The backline and spine, a pillar of strength last season when Chelsea conceded 32 league goals, has been ravaged by injuries, age and player decline. First-choice goalkeeper Thibaut Courtois has lost both his matches since returning from a knee injury, and beloved captain and centre back John Terry has looked every bit his 35 years, with mere flashes of strong play and few 90-minute showings.
Branislav Ivanovic's form has taken a dramatic downturn, while only midfielder Willian has carried over his quality into this season - his staggering proficiency taking free kicks in both Champions League and domestic play saving Chelsea further blushes.

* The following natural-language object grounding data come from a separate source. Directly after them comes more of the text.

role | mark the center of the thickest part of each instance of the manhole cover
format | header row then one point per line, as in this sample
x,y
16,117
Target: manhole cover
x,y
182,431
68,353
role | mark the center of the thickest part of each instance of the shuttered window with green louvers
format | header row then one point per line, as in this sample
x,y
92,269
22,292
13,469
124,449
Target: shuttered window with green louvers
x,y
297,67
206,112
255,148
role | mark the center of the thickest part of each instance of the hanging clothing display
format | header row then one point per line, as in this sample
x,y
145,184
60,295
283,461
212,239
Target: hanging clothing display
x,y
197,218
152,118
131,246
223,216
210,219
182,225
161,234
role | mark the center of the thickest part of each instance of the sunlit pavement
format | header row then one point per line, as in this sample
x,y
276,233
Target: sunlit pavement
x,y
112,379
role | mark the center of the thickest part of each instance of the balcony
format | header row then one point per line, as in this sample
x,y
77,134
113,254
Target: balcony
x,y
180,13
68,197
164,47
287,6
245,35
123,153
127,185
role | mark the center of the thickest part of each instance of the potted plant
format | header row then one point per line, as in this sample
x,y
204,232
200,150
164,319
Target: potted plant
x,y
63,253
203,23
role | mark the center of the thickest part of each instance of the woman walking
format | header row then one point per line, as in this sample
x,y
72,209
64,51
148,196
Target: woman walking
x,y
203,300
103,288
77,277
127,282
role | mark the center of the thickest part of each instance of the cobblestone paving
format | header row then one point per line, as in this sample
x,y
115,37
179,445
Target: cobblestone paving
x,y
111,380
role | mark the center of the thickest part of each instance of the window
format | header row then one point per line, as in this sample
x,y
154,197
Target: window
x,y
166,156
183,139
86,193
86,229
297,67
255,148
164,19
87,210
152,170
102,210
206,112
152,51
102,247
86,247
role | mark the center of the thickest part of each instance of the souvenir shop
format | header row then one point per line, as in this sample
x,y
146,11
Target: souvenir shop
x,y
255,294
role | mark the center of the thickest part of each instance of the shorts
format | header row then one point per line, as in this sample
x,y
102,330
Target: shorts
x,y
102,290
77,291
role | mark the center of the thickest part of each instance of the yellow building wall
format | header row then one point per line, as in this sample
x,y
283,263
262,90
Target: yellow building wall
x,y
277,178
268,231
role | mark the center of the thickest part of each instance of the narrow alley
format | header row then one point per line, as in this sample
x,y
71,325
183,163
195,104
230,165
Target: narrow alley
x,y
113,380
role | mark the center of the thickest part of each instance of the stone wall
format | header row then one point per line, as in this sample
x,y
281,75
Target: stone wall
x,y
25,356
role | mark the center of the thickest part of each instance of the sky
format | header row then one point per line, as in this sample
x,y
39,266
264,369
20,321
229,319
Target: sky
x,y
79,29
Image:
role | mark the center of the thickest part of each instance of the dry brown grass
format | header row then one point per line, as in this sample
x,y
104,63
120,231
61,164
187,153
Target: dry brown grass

"This is essentially the same group of players who won the league and the League Cup last season. They did in style and they did it by showing commitment and by sweating tears and blood for the club when needed," technical director Michael Emenalo said in a Chelsea website interview.
"The players have a responsibility to go out and prove everybody wrong and show a certain level of commitment ... to try to get the club up the league table."
The lack of quality has also been evident at Stamford Bridge, where an opponent securing three points while Mourinho stalked the touchline was once a near-impossibility. Chelsea have 10 points and four losses from their eight home matches after Mourinho entered this season 76-21-1 lifetime in league play.
Amid this turbulent scene in south London enters Sunderland (3-3-10), already engaged in avoiding the drop once more but with an opportunity to leapfrog Chelsea in the table with a victory. Ahead of only Aston Villa, the Black Cats have dropped back-to-back contests and come off a 1-0 home loss to Watford in which they had only two shots on target.
The schedule makers did not provide Sunderland any holiday cheer, as a Boxing Day trip to Manchester City and a home match versus Liverpool follow this contest, but manager Sam Allardyce is focused only on adding to Chelsea's woes.
"Our job on Saturday is to try and continue that cloud Chelsea are under," he said according to Sunderland's Twitter account. "We have to play our best on Saturday irrespective of the form Chelsea have been in."
Allardyce will definitely be without midfielders Lee Cattermole and Sebastian Larsson, though Younes Kaboul is expected to return. Sebastian Coates, however, will be a match-time decision.
Sunderland's 2-1 shock result April 19, 2014, was Mourinho's only home loss in league play prior to this season. Chelsea took four points off the Black Cats in 2014-15, winning 3-1 in the corresponding fixture.
Both of Sunderland's victories in the last 22 league meetings (2-2-18) between the teams dating to the 2001-02 season have come in south London.